Love appears to be spreading as a brand strategy.

Love is possibly the strongest human emotion, so it's not surprising that corporate America has frequently embraced it as a marketing strategy. With much money to be made, marketers have appropriated the emotion as a device by which to package their own stories.

One of the more egregious examples took place in the freewheeling days of the early 1970s, when Southwest Airlines set out to shake up the airlines industry with its marketing campaign steeped in love (and sex). The new Texas-based commuter airline had chosen “The Somebody Else Up There Who Loves You” as its slogan, backing up that promise by hiring “shapely,” especially friendly “hostesses” and ticket agents to attract the attention of passengers — primarily businessmen. “Other airlines may meet our price but remember, you can’t buy love,” the airline said in its advertising, not something consumers were used to hearing. Seeing a drop in its business, Southwest’s main competitor, Braniff, responded by offering its passengers a host of perks, including free beer on its flights.

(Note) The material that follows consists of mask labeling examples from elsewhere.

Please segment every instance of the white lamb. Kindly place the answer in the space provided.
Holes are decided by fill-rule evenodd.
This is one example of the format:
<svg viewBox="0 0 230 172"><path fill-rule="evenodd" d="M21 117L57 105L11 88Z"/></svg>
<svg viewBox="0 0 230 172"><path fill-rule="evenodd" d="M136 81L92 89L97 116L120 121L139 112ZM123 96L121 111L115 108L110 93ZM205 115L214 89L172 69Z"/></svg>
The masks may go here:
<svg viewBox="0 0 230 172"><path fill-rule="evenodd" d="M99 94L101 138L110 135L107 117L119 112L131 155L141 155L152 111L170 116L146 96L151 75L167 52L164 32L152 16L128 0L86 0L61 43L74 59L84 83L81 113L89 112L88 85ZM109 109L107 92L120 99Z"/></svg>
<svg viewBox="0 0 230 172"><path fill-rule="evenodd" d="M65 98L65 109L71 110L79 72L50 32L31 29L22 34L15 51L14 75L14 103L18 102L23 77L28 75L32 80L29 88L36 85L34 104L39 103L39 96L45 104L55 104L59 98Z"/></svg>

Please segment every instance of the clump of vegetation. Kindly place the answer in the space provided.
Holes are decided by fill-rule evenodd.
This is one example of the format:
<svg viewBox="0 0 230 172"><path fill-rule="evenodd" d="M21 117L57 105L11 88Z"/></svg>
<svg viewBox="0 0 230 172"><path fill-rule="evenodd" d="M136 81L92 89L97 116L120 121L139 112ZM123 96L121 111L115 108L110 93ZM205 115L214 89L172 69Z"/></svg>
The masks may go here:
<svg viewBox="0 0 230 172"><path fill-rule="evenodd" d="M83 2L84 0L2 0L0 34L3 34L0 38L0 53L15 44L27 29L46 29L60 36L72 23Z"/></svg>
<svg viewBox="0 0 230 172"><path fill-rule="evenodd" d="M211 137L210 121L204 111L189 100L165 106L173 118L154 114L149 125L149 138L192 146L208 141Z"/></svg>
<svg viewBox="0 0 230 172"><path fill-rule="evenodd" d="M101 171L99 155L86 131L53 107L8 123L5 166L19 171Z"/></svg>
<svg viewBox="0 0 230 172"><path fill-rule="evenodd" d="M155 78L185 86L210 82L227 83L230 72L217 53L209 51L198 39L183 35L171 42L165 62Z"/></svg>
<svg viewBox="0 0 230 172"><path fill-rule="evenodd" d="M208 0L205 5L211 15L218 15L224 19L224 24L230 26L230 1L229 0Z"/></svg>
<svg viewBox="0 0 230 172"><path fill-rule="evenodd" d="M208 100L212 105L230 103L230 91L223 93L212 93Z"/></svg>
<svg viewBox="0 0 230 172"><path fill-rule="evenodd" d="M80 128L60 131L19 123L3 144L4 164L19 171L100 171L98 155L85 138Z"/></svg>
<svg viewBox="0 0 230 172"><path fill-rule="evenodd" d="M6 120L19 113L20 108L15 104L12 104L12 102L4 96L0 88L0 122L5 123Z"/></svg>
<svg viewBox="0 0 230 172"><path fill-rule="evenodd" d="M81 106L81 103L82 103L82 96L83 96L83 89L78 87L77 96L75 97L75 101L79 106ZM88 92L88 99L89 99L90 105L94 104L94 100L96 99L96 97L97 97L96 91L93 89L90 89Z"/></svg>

Southwest decided to pull out all the stops in making consumers feel like they were loved. The airline began calling their ticket kiosks “love machines,” and had its flight attendants deliver safety information in an unusually intimate way. “Hi, I’m Suzanne, and we’re so glad to have you on our love flight,” passengers traveling from Dallas to Houston heard, and they were told to put on their seat belts as “we don’t want anything happening to you because we love you.” Right after takeoff, a complimentary beverage called “love punch” was offered to passengers by the attendants who had shed their uniforms to reveal, as the New York Times described it, “tanned legs in tangerine hot pants.” Dispensing of a bourbon- or scotch-based “love potion” came next, with most passengers not surprisingly finding their short flight to be highly enjoyable. “We loved having you,” the stewardesses (who wore necklaces featuring a heart) told passengers as they deboarded, with many a businessmen looking forward to their return trip.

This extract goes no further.